Dr. Andrew Newberg, Director of Research at the Myrna Brind Center of Integrative Medicine at Thomas Jefferson University and the author of a study of cerebral blood flow during meditation, summarizes the science of the question:
“…it is known that meditation, including Tummo, can have profound effects on the autonomic nervous system that regulates body metabolism, temperature, etc. So while I am not sure if there has been any systematic study other than some old studies, it is reasonable to postulate that people can regulate body temperature and metabolism through meditation practices. Further, it is not just increased metabolism, but sometimes a decreased metabolism that allows for a conservation of energy in the body. This might allow the body to function at a broader range of temperatures. However, a lot of this is speculation.”

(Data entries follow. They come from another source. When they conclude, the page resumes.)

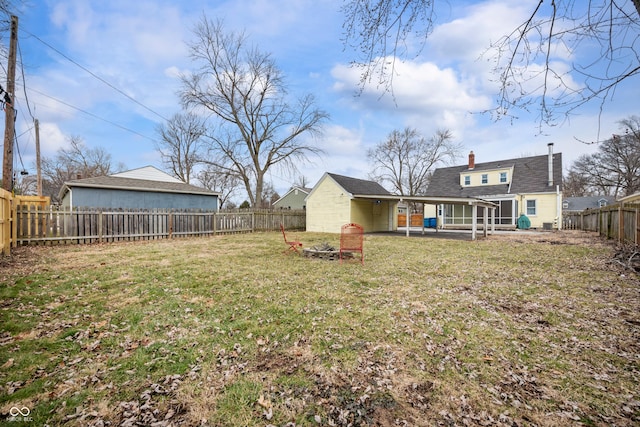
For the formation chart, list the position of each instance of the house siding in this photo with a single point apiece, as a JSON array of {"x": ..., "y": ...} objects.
[
  {"x": 493, "y": 177},
  {"x": 328, "y": 207},
  {"x": 293, "y": 200},
  {"x": 546, "y": 209},
  {"x": 373, "y": 216},
  {"x": 131, "y": 199}
]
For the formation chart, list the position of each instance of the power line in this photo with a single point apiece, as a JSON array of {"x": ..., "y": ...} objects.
[
  {"x": 93, "y": 115},
  {"x": 24, "y": 83},
  {"x": 94, "y": 75}
]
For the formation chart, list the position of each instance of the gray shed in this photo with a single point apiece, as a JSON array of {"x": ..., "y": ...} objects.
[{"x": 143, "y": 188}]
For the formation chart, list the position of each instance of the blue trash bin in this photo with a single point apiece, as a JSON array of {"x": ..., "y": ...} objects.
[{"x": 430, "y": 223}]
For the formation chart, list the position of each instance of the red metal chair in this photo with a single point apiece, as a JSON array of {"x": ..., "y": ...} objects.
[
  {"x": 293, "y": 245},
  {"x": 351, "y": 239}
]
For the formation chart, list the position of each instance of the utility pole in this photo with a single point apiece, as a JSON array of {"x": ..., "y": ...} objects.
[
  {"x": 39, "y": 174},
  {"x": 9, "y": 129}
]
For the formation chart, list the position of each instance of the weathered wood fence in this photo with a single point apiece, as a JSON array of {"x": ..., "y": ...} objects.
[
  {"x": 620, "y": 222},
  {"x": 5, "y": 221},
  {"x": 37, "y": 225}
]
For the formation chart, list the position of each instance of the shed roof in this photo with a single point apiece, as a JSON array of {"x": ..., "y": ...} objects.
[
  {"x": 529, "y": 175},
  {"x": 120, "y": 182},
  {"x": 587, "y": 202},
  {"x": 359, "y": 186}
]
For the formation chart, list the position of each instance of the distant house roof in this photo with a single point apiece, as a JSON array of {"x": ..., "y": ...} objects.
[
  {"x": 589, "y": 202},
  {"x": 124, "y": 181},
  {"x": 357, "y": 186},
  {"x": 149, "y": 173},
  {"x": 529, "y": 175},
  {"x": 303, "y": 190}
]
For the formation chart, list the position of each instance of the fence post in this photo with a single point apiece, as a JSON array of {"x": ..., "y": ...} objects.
[
  {"x": 621, "y": 223},
  {"x": 100, "y": 218},
  {"x": 637, "y": 226}
]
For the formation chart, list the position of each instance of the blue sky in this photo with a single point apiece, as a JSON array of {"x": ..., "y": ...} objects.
[{"x": 140, "y": 48}]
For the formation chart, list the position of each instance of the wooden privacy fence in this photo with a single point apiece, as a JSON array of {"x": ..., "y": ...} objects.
[
  {"x": 37, "y": 225},
  {"x": 5, "y": 221},
  {"x": 620, "y": 222}
]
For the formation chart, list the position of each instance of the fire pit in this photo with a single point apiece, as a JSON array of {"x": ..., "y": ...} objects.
[{"x": 324, "y": 251}]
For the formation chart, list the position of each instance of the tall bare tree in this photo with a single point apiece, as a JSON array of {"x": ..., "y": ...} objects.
[
  {"x": 76, "y": 161},
  {"x": 180, "y": 145},
  {"x": 258, "y": 126},
  {"x": 614, "y": 170},
  {"x": 221, "y": 181},
  {"x": 405, "y": 160},
  {"x": 382, "y": 30}
]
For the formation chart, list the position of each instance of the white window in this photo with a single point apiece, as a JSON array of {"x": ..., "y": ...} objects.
[{"x": 531, "y": 207}]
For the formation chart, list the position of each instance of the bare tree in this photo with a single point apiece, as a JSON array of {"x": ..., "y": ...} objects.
[
  {"x": 614, "y": 170},
  {"x": 526, "y": 67},
  {"x": 181, "y": 144},
  {"x": 258, "y": 126},
  {"x": 575, "y": 184},
  {"x": 405, "y": 160},
  {"x": 222, "y": 181},
  {"x": 77, "y": 161}
]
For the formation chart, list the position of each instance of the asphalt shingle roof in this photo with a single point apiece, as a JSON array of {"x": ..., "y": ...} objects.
[
  {"x": 138, "y": 184},
  {"x": 359, "y": 186},
  {"x": 588, "y": 202},
  {"x": 530, "y": 175}
]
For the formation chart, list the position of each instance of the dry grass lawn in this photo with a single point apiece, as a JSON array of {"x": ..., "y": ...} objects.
[{"x": 515, "y": 330}]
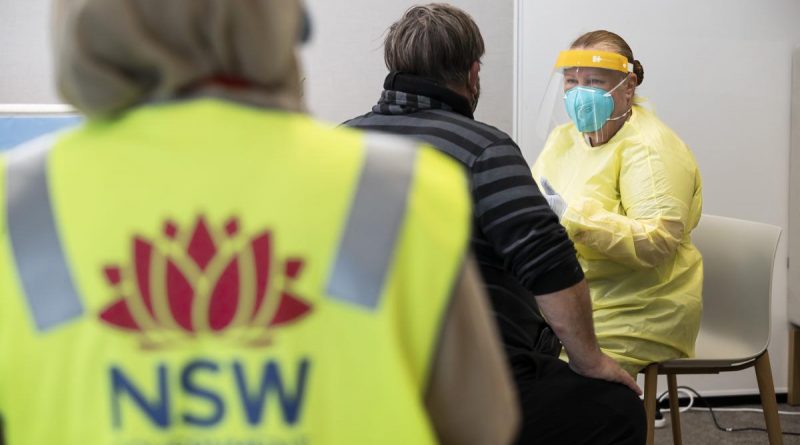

What is also is speculation is how the Iceman can effectively practice the Tummo technique while in motion, such as when attempting to climb Mt. Everest in shorts (he made it to almost 25,000 feet). What is not in doubt, however, is the power of the mind and the wonderful irony that for many of us, what often limits the power of mind is its preference for the status quo. You might say that the greatest impediment to the mind is the mind itself.